E-bikes aren’t legal everywhere. It seems a bit silly to us, but we have a responsibility to remind our readers that there is the potential of a ticket in some places for simply riding an e-bike. Fortunately, that’s not a common problem.
What is a much more common issue is that in many locations that do permit e-bikes, their use is restricted to Class 1 e-bikes. That means riding an e-bike with a throttle isn’t supposed to happen. But as we know with speed limits on streets and highways, lots of us choose just when we follow the rules and when we go, “Rules, shmules.”
The concern on the part of communities is that someone riding along using the throttle may not moderate their speed when passing pedestrians and even other cyclists. Some anecdotal evidence suggests that when people are pedaling they will slow as they pass others on bike paths and narrow roads.
Rules or not, people seem to ride Class 2 e-bikes wherever they choose and we’re not hearing about people with their thumb on the button being pulled over and given tickets. So with that let’s jump into the fors and againsts.
Great for people building aerobic fitness and/or strength. An e-bike is a terrific way to rehab an injury or build fitness. Pedaling works both strength and cardio. The thing is, if someone doesn’t have great fitness, the threat of getting too far from and running out of gas can cause people to ride shorter distances, which results in less fitness gained. With a throttle, someone can go for the long ride and if their legs give out, they can get home with the aid of the throttle, or at least use the throttle until the legs recover some.
Excellent for rehabbing an injury. In addition to helping build cardiovascular fitness and strength, pedaling is a low-impact way to restore range of motion, but once the knee, ankle or hip starts to get sore, it’s time to stop. Again, a throttle gives someone a way to get home.
Instant acceleration. When pulling away from an intersection, especially one with cars, getting through and out of the intersection quickly can be helpful. Often, a rider can accelerate most quickly by using the throttle.
That stupid hill. Most everyone has one hill that isn’t easy to climb. In the vein of our first pro, getting help on a hill can save someone from having to get off and push their e-bike.
The rules. As we mentioned in our opening, Class 2 e-bikes aren’t permitted everywhere and for anyone who considers themselves a law-abiding citizen is likely to be troubled by this. That said, we’re not sure anyone is harmed by pedaling their e-bike in a place where Class 2 e-bikes aren’t allowed. It’s a point we have a responsibility to report.
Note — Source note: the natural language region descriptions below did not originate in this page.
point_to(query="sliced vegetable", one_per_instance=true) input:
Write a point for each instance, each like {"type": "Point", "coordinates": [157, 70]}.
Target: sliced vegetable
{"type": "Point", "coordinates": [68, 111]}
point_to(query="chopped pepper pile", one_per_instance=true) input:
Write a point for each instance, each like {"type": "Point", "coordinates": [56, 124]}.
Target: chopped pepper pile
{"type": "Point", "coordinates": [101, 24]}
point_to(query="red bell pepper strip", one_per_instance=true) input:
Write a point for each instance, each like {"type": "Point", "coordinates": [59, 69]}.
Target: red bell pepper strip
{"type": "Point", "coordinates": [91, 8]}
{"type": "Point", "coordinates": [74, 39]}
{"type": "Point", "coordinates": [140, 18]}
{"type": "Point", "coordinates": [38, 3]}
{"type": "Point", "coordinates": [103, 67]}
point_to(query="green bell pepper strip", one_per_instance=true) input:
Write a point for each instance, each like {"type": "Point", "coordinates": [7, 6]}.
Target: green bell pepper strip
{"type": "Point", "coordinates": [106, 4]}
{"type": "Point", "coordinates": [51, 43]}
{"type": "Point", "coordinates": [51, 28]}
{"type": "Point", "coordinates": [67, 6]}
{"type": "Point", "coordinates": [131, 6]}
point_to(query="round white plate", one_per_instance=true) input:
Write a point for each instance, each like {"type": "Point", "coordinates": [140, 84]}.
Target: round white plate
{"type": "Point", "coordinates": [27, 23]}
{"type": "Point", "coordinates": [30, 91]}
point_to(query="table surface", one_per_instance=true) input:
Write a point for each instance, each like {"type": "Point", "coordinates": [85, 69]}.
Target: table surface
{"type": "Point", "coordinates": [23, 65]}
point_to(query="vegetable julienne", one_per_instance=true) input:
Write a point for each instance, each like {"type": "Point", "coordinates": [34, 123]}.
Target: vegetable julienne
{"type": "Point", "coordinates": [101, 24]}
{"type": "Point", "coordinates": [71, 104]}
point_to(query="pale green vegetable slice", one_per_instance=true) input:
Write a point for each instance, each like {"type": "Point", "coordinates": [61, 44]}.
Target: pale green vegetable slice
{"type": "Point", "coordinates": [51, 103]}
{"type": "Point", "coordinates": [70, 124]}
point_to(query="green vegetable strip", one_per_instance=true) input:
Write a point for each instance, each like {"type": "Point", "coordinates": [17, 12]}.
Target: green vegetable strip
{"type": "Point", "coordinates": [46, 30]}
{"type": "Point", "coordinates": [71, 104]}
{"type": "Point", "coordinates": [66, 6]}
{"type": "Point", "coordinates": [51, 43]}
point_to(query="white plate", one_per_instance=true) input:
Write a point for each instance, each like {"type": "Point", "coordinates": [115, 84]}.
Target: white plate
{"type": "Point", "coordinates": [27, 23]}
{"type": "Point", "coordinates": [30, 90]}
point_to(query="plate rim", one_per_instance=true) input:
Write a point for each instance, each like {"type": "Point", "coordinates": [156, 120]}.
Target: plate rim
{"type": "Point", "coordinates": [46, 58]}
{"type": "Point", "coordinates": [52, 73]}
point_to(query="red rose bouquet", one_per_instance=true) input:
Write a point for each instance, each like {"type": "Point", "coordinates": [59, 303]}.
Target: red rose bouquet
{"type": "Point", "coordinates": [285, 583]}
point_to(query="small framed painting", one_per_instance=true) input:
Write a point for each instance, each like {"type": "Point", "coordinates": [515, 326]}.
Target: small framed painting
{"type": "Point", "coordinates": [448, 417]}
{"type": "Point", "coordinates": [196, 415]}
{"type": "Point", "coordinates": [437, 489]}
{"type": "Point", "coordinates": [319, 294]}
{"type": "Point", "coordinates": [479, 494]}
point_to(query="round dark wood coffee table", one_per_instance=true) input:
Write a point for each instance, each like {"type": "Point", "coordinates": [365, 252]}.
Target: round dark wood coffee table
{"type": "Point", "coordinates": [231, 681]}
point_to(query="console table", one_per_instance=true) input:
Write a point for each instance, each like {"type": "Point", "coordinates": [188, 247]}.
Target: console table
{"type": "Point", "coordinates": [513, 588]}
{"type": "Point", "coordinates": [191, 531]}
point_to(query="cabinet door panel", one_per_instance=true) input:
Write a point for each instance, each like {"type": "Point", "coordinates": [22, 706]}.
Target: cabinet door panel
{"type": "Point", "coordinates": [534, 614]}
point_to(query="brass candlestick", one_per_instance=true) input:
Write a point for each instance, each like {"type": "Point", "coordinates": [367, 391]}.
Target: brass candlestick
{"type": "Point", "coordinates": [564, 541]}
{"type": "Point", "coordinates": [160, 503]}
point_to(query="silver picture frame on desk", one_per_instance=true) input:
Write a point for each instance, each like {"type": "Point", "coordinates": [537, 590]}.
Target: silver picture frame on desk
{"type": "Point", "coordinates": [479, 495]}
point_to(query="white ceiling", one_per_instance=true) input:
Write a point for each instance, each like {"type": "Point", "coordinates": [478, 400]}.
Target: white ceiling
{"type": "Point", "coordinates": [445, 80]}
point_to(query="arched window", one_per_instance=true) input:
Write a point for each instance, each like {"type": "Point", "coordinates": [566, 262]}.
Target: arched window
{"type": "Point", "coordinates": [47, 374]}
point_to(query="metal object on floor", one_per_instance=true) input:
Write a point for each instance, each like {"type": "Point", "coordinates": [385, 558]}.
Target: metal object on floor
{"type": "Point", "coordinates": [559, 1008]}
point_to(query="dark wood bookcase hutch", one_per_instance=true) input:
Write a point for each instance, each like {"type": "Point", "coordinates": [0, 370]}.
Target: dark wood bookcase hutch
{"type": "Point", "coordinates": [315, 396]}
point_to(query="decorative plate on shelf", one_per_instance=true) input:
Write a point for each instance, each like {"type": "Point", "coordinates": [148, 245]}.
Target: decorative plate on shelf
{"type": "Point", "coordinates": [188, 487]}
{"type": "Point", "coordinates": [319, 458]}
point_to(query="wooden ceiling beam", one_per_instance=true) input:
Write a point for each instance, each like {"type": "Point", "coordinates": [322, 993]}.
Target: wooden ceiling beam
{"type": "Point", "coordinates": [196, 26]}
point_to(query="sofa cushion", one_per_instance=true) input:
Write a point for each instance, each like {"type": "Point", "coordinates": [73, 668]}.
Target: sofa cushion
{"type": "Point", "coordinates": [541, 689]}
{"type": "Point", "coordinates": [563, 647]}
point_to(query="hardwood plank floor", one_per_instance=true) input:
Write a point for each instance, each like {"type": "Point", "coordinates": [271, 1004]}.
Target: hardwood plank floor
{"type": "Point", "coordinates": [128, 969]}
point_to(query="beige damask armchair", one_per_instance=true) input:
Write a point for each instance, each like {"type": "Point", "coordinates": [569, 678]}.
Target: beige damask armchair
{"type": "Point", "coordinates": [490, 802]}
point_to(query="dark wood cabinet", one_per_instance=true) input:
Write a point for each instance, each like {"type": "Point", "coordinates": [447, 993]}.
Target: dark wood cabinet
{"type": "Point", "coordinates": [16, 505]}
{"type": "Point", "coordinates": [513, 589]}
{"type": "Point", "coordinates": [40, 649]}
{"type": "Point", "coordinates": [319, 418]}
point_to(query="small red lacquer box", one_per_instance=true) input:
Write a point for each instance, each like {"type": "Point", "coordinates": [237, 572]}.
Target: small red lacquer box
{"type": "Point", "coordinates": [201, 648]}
Less exercise. Any time spent outside on an e-bike is a win, right? However, relying on the throttle too much is a missed opportunity to gain fitness, strength and burn calories. Not everyone loves the gym and part of the beauty of an e-bike is the opportunity to get exercise without it seeming like exercise.
Reduced range. Nothing will run down a battery quicker than riding around purely on the throttle. For anyone with range anxiety, the throttle is Kryptonite.
The big picture
So there aren’t many downsides to buying an e-bike with a throttle, and two of the cons can be avoided by simply not pushing the button or twisting the grip. And as to the legality of a throttle, there’s no reason to avoid purchasing an e-bike with a throttle because most of them can be removed with little difficulty.
The bottom line, as we see it, is that they can be a handy form of insurance. Knowing someone has a way to get home even if they get tired can give someone the confidence necessary to go for a longer ride, and a longer ride usually means nothing so much as more fun.